Issue d’une famille aisée, Elizabeth Miller, connue sous le prénom de Lee, est initiée à la photographie par son père. Après un séjour de quelques mois à Paris en 1925, où elle complète sa formation artistique et culturelle, elle étudie la peinture et le dessin à New York, et entame une carrière de mannequin pour Vogue. De retour à Paris en 1929, elle devient l’assistante du photographe américain Man Ray. Mannequin pour ses commandes, elle pose également pour ses expériences photographiques – solarisations, « rayogrammes », décadrages et jeux de lumière. Par ailleurs, elle se forme aux techniques de prises de vue et aux manipulations lumineuses. En 1931, elle travaille en commun avec Man Ray sur l’album publicitaire Électricité commandé par la Compagnie parisienne de distribution de l’électricité. Ce portfolio imprimé en héliogravure et constitué de dix « rayogrammes » est considéré aujourd’hui comme l’un des ouvrages emblématiques du surréalisme. En 1932, elle tient l’un des premiers rôles dans le film de Jean Cocteau Le Sang d’un poète. La photographe commence ensuite à publier ses propres photographies : des images de mode modernistes aux contrastes lumineux prononcés et des compositions empreintes d’une esthétique surréaliste – associations d’objets insolites, compositions abstraites, morceaux d’anatomie isolés, mannequins, vitrines, manèges de chevaux de bois. Elle poursuit par ailleurs sa carrière de modèle auprès du Vogue français en posant notamment pour George Hoyningen-Huené.

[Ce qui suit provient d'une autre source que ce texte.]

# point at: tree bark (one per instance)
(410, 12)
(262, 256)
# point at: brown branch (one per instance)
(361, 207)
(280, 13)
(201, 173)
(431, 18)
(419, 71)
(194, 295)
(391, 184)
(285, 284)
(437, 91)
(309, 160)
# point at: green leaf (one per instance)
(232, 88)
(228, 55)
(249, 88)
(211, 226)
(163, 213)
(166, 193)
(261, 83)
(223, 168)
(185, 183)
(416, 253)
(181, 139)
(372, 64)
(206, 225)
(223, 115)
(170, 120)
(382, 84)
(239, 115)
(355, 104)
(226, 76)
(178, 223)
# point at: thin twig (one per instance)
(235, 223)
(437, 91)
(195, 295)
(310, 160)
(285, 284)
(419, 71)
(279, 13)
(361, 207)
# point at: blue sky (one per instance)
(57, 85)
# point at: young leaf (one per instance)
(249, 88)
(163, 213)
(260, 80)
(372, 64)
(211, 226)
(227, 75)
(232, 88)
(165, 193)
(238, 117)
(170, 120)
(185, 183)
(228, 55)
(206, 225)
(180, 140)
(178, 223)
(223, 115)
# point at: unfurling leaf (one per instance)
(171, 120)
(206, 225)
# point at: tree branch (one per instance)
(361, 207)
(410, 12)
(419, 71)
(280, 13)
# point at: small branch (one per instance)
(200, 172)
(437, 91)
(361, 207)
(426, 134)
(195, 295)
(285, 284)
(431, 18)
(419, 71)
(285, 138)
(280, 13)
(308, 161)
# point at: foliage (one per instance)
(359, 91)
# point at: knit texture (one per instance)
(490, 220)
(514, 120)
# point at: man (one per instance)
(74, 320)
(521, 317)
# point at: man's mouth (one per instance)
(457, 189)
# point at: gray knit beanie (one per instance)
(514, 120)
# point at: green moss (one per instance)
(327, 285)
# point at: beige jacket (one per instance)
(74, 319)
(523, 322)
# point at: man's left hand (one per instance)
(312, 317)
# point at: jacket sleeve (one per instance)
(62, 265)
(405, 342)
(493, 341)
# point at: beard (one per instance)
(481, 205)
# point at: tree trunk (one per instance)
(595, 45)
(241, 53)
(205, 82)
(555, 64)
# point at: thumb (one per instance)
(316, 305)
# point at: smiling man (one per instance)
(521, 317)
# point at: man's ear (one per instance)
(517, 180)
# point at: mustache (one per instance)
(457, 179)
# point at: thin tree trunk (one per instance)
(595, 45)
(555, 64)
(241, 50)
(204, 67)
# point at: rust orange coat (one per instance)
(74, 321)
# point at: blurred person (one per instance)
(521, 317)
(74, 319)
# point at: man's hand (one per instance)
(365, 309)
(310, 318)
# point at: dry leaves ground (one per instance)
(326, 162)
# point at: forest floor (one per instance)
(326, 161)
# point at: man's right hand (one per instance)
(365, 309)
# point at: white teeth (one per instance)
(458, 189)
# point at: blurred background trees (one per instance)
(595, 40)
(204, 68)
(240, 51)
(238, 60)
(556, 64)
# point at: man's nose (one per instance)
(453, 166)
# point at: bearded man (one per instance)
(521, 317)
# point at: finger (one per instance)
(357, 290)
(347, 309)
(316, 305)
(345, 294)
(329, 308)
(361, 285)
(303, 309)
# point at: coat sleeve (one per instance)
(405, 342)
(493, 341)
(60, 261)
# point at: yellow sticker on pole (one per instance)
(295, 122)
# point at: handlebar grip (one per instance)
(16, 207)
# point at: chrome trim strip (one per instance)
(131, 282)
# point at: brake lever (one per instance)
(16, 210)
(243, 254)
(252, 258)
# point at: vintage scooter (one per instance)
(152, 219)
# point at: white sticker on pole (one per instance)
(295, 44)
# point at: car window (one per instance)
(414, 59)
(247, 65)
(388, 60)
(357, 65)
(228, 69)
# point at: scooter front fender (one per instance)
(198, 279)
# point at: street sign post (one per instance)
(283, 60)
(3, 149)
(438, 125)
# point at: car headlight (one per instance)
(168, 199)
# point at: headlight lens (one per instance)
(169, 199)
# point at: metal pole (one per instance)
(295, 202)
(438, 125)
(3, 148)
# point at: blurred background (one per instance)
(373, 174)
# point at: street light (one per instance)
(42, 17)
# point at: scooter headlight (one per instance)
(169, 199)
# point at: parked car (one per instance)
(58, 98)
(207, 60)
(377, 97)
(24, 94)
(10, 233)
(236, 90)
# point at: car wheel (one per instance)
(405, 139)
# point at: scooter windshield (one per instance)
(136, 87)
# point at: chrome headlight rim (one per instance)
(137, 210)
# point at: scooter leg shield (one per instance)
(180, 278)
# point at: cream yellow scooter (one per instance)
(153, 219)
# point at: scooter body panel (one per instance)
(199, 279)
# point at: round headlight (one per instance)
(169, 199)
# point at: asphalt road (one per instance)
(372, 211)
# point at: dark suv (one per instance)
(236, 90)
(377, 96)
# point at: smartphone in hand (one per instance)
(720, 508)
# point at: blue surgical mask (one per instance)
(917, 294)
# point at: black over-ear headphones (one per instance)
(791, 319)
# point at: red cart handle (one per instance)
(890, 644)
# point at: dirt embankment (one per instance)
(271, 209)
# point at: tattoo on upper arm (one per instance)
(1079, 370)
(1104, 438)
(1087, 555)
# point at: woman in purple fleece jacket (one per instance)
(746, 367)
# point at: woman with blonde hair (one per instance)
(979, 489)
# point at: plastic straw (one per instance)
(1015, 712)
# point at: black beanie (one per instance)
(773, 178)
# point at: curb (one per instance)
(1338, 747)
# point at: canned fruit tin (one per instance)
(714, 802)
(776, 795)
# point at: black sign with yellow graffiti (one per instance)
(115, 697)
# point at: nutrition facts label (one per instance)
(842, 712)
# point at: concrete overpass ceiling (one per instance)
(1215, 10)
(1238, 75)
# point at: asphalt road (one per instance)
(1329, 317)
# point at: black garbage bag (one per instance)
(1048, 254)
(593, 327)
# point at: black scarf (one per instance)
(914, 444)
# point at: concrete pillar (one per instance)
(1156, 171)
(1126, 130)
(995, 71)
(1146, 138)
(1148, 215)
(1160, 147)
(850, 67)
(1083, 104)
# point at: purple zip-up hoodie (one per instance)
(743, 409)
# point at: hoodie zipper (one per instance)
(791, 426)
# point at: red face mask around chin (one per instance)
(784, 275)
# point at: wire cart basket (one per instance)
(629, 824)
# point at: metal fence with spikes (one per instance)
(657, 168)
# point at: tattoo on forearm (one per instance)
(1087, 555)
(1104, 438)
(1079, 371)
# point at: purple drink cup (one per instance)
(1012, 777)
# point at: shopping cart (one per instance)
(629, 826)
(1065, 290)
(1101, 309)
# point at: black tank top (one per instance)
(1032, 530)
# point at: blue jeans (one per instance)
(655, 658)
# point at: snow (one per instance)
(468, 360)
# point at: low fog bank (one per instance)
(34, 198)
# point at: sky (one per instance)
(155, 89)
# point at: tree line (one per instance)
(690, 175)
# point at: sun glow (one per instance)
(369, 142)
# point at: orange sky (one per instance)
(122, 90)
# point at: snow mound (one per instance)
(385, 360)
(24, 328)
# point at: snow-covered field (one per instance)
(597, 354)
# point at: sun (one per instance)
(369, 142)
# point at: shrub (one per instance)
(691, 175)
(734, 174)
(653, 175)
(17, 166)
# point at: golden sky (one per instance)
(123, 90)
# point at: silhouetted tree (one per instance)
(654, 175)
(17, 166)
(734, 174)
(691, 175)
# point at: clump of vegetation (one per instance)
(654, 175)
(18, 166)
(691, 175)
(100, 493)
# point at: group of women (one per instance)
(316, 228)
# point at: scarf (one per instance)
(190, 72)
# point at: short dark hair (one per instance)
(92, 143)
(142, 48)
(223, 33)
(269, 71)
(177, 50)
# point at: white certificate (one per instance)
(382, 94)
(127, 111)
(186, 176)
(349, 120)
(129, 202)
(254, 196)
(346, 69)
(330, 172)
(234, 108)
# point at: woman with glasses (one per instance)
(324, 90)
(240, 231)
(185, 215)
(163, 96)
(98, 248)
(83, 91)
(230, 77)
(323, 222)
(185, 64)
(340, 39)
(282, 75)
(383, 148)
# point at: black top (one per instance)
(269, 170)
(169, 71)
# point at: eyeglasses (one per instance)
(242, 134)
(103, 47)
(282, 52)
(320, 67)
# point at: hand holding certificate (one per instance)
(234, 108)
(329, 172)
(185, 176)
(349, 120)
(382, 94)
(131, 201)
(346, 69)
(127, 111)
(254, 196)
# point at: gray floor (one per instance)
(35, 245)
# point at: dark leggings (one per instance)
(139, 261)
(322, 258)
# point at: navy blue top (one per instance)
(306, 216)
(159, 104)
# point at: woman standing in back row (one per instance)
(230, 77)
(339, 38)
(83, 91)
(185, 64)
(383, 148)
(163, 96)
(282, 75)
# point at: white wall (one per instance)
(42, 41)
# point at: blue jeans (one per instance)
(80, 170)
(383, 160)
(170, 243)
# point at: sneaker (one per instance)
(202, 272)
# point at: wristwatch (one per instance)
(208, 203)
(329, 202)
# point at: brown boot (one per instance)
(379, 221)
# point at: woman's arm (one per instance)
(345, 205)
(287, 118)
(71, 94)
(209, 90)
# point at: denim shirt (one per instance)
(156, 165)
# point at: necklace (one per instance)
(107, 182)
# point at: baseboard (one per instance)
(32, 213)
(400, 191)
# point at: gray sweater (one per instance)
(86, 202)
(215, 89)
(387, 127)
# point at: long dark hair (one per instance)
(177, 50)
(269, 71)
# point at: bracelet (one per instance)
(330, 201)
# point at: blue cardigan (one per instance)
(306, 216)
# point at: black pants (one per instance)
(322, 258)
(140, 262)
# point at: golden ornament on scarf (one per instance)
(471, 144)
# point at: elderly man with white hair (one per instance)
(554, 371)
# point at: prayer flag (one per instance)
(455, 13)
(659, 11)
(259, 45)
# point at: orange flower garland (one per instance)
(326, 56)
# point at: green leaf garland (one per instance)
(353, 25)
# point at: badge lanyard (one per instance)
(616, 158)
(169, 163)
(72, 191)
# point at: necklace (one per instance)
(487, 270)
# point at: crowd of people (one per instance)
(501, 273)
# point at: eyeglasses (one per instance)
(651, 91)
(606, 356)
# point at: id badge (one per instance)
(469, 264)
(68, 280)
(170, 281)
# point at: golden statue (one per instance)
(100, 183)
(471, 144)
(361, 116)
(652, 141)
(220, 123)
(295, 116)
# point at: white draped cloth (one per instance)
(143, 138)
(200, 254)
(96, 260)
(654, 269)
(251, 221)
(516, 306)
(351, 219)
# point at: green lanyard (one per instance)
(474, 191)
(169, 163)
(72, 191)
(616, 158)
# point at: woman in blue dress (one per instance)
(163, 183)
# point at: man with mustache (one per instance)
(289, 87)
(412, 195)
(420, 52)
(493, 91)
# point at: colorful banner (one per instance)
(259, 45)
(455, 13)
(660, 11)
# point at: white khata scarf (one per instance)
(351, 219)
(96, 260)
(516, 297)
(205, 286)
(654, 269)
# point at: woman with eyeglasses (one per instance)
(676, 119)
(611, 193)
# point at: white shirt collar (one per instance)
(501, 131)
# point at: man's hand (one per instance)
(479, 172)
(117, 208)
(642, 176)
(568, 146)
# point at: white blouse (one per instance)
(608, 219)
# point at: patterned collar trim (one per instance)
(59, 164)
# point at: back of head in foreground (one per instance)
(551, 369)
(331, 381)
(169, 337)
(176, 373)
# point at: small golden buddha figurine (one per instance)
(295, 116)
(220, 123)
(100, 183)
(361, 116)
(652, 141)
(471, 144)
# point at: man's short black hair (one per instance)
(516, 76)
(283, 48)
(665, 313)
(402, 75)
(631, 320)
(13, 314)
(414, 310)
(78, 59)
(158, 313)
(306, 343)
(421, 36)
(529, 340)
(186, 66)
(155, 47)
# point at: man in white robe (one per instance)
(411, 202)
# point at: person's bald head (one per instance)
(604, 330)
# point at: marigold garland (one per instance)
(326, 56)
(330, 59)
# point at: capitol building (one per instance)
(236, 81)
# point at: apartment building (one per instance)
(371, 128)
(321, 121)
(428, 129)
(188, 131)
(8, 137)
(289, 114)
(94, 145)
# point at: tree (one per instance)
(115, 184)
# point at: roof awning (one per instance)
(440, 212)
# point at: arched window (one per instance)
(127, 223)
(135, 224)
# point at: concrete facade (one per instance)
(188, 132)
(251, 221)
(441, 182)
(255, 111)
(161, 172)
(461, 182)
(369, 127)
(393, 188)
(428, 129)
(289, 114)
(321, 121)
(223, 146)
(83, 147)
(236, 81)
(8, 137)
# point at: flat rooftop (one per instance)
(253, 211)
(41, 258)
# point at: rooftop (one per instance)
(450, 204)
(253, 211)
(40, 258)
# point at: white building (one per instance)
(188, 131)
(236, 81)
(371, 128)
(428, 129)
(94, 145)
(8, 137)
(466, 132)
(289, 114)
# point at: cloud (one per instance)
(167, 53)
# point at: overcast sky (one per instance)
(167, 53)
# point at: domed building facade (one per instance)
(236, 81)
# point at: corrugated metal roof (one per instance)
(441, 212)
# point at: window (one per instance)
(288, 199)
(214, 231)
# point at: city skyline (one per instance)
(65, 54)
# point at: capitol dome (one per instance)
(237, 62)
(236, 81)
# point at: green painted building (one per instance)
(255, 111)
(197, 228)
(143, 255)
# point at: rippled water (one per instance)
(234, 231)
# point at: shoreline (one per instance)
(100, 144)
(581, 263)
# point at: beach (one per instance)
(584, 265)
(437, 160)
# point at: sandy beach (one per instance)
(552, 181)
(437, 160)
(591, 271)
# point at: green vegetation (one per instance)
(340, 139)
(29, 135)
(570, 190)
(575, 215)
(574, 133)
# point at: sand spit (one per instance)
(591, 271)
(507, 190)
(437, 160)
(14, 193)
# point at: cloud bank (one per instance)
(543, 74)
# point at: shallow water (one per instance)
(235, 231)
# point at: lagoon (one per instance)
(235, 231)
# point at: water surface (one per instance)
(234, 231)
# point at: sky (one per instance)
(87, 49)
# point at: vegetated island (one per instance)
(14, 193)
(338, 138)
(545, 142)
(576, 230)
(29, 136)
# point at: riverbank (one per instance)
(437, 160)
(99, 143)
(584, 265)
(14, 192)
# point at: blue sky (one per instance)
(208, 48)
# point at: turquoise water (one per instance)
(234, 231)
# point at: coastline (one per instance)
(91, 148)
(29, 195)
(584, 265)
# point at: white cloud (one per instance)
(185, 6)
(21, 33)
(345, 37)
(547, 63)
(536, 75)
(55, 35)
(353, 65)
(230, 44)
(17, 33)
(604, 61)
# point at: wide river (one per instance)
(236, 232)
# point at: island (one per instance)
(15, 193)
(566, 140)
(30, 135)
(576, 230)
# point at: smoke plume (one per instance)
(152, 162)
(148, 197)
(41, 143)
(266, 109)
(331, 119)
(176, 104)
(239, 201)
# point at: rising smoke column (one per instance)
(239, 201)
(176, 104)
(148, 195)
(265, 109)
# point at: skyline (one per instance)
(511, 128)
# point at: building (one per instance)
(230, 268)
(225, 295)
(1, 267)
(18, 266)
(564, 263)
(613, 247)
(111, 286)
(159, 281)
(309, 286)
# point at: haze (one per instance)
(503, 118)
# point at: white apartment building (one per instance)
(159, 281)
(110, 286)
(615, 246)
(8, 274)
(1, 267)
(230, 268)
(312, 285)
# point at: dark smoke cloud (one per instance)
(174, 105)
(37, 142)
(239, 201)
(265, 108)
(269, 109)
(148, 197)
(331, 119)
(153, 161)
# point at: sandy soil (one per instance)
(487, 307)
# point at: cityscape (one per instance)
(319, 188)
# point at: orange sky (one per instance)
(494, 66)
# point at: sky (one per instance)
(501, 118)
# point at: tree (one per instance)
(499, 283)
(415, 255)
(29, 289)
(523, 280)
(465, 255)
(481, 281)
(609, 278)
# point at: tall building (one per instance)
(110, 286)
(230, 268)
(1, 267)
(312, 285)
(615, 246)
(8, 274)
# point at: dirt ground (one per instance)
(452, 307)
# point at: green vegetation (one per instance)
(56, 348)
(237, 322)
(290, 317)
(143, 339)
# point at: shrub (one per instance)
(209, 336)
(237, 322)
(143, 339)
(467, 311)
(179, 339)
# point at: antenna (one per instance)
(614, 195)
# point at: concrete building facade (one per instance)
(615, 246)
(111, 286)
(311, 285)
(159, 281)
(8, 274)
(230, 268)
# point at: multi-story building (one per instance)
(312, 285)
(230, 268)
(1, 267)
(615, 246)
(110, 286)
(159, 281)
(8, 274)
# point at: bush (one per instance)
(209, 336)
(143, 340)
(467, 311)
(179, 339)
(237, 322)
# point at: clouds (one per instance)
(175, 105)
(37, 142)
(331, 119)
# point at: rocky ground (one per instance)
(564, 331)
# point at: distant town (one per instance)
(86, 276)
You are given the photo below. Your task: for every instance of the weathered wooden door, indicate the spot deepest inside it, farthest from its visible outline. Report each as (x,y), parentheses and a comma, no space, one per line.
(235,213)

En 1932, elle retourne à New York, où elle fonde son propre studio qui acquiert rapidement une certaine notoriété. Ses clients sont des agences de publicité, des marques de mode, de parfums et de cosmétiques, des maisons de production cinématographiques et théâtrales. Ses photographies en noir et blanc s’apparentent aux images modernistes du mouvement de la Nouvelle Vision, son activité commerciale ne la coupant nullement des milieux artistiques d’avant-garde. Le galeriste Julien Levy présente une sélection de ses portraits au cours de deux expositions collectives en 1932, puis organise sa première exposition individuelle, composée de vues d’architecture, de natures mortes et de portraits, en 1933. Entre 1934 et 1939, elle réside au Caire avec son mari, Aziz Eloui Bey, haut fonctionnaire égyptien. Puis elle revient en Europe, où elle vit avec l’artiste anglais Roland Penrose, membre du mouvement surréaliste et proche de Paul Éluard et de Pablo Picasso.
Pendant la Seconde Guerre mondiale, elle demeure à Londres, publiant différents articles accompagnés de clichés dans le Vogue britannique, dont elle devient l’un des photographes principaux. Les photographies de mode côtoient des vues documentaires, des portraits et des images de la vie quotidienne sous le Blitz. En 1941, elle publie un ouvrage sur les scènes insolites causées par les bombardements ; dans un esprit surréaliste, Grim Glory: Pictures of Britain under Fire (« Une gloire grimaçante, images de la Grande-Bretagne sous le feu », édité par Ernestine Carter) réunit des tirages de mannequins abandonnés dans la rue, de machines à écrire écrasées, de statues couvertes de gravats. Accréditée comme correspondante de guerre officielle de l’armée américaine pour Vogue Grande-Bretagne en 1942, elle parvient à se rendre sur le front. Ses reportages illustrent différentes réalités, tant les activités d’un hôpital militaire en Normandie que des scènes de rue en Allemagne. En 1945, elle photographie les camps de Buchenwald et de Dachau, témoignant ainsi des horreurs du régime nazi. Après la guerre, elle poursuit sa collaboration avec Vogue quelques années durant en tant que photographe de mode et de portraits. Puis elle se consacre exclusivement à l’écriture : des articles et des biographies d’artistes qu’elle cosigne avec R. Penrose. Passant avec courage du surréalisme et de la photographie de mode au photojournalisme le plus exigeant, L. Miller n’a bénéficié que d’une reconnaissance institutionnelle tardive. Comme Tina Modotti, l’épouse d’Edward Weston, comme Dora Maar, la compagne de P. Picasso, elle a appartenu à cette génération de femmes de l’entre-deux-guerres qui, pour avoir été les muses ou les épouses d’artistes célèbres, ont été reléguées au second rang, sans qu’on daigne, avant longtemps, prendre en considération leur œuvre personnelle.